No relatório mensal sobre o mercado petrolífero hoje divulgado em Paris, a AIE sublinha, contudo, que um dos elementos chave vai ser a decisão da OPEP (Organização de Países Exportadores de Petróleo) sobre a continuação dos cortes da produção.

A AIE sublinha que no primeiro trimestre o mercado esteve “quase equilibrado” e, apesar de as reservas terem continuado a aumentar ligeiramente (com mais 0,1 milhões de barris por dia), as coisas estão a mudar.

Em março, as reservas industriais dos países da OCDE (Organização para a Cooperação e Desenvolvimento Económico) diminuíram em 32,9 milhões de barris (equivalente a 1,1 milhões de barris por dia), o segundo decréscimo mensal consecutivo.

Para abril, os autores do relatório da agência indicaram que, assumindo que os restantes elementos se mantêm como o previsto, a diminuição das reservas se deverá ter situado em 0,7 milhões de barris por dia.

Adotando o mesmo cenário, o decréscimo deveria ser ainda maior na segunda metade do ano, refere a AIE, sublinhando que dependerá em primeiro lugar das decisões que forem tomadas na reunião de ministros da OPEP em 25 de maio, durante a qual será analisado um eventual prolongamento da contenção da produção para provocar uma subida dos preços.

A AIE constatou que em abril os acordos de contenção da produção fixados pelo cartel e outros 11 países produtores se cumpriram em 96%.

A produção da OPEP cresceu em 65.000 barris diários adicionais para 31,78 milhões de barris por dia, já que a produção adicional da Nigéria e da Arábia Saudita compensou com margem as diminuições da Líbia e do Irão.

Mesmo assim, o cartel extraiu em abril menos 535.000 barris por dia do no mesmo mês de 2016.

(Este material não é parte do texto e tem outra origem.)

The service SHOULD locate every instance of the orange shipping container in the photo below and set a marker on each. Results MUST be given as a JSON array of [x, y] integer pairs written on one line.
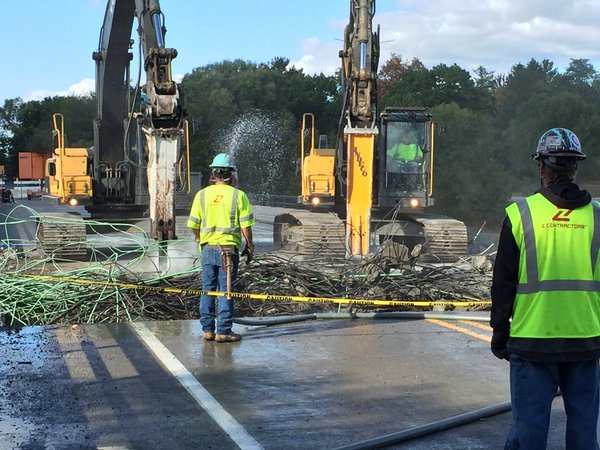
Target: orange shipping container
[[32, 165]]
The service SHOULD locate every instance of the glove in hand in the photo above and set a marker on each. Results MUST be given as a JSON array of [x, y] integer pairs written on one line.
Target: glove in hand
[[248, 253]]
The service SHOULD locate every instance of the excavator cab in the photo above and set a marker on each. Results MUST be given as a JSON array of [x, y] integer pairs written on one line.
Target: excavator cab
[[317, 166], [405, 163]]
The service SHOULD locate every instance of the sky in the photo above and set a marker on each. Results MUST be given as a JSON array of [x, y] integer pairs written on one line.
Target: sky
[[47, 45]]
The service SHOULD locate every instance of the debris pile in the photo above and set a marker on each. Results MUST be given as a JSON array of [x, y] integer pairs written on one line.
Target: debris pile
[[99, 297]]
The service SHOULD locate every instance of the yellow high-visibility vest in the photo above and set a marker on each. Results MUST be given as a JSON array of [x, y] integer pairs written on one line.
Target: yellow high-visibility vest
[[219, 212], [558, 295]]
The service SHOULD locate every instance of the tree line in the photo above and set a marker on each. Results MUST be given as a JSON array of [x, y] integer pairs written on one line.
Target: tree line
[[488, 124]]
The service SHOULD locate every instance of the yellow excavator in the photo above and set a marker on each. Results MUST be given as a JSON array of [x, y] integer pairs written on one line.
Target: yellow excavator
[[378, 180], [139, 164]]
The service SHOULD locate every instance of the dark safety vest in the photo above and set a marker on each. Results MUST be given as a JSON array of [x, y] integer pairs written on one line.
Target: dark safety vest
[[558, 295]]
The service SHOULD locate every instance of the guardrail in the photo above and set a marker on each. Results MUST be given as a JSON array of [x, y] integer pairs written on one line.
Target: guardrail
[[284, 201]]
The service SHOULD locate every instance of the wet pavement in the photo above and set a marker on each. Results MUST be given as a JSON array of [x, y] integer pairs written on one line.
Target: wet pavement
[[319, 384]]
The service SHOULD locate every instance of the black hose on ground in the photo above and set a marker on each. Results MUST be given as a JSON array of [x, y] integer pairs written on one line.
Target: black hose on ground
[[268, 321], [430, 428]]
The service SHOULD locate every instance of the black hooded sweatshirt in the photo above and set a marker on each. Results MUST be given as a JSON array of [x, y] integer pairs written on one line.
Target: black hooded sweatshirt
[[504, 289]]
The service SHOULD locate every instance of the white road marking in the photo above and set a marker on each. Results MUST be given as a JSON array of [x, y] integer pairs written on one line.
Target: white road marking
[[228, 424]]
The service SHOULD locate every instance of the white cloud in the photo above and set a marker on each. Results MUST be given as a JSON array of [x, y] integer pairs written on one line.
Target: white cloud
[[318, 57], [496, 34], [82, 88], [493, 33]]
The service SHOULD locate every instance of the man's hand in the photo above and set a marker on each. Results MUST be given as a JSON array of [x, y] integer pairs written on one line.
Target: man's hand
[[500, 353], [248, 252], [498, 344]]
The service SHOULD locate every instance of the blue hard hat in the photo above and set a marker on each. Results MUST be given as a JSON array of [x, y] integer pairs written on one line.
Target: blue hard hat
[[222, 161]]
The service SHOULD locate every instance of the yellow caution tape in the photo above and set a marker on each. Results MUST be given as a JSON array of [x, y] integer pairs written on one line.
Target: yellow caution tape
[[268, 297]]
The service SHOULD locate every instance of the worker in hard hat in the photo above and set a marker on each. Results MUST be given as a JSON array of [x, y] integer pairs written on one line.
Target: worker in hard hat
[[220, 215], [402, 147], [546, 300]]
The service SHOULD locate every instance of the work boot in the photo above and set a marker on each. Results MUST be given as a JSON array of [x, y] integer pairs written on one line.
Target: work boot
[[231, 337], [209, 336]]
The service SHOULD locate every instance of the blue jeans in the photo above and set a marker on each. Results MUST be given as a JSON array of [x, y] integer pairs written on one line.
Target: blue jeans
[[533, 387], [214, 278]]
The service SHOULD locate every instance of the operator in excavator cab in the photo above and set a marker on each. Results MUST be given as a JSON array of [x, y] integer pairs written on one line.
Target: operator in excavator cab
[[220, 215], [404, 153]]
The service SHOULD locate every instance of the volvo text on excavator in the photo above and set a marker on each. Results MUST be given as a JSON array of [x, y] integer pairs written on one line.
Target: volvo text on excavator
[[139, 165], [378, 178]]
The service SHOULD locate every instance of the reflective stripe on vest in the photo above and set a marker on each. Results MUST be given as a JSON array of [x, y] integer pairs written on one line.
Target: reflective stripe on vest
[[233, 227], [558, 294]]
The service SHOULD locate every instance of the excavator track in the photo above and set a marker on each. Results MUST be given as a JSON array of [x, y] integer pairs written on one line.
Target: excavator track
[[445, 239], [308, 233], [62, 235]]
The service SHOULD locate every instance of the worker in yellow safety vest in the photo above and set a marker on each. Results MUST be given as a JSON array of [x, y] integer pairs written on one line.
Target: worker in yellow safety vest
[[220, 215], [405, 149], [546, 300]]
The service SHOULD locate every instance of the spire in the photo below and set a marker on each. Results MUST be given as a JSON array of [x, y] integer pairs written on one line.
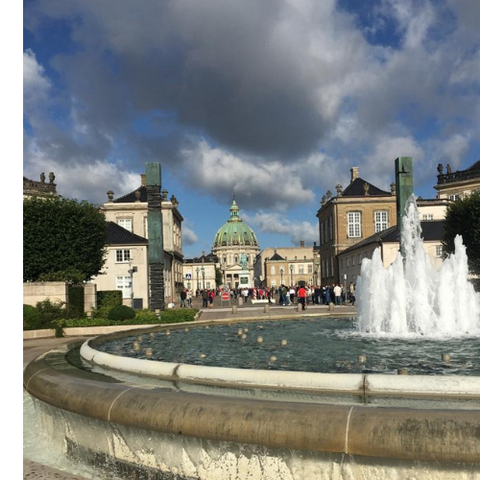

Paralelamente, os Estados Unidos estão a pôr no mercado cada vez mais petróleo graças às exportações de xisto, que se estão a desenvolver mais rapidamente do que o esperado, tendo a AIE revisto em alta as expectativas da produção do país.

Só em fevereiro, a produção norte-americana aumentou em cerca de 200.000 barris por dia para 9,03 milhões de barris, o nível mais elevado desde 2016.

A AIE calculou que no final de 2017 os Estados Unidos estarão a produzir mais 790.000 barris por dia do no final de 2016, ou seja, mais 100.000 do que o que tinha antecipado no mês passado.

Em relação à procura global, os autores do relatório reviram em baixa ligeira (menos 45.000 barris por dia do que o previsto em abril) as previsões para o conjunto do ano, tendo em conta os dados do primeiro trimestre.

O consumo será neste exercício em média 97,9 milhões de barris por dia, mais 1,3 milhões do que em 2016.

No primeiro trimestre, o acréscimo face ao mesmo período de 2016 foi de apenas um milhão de barris por dia.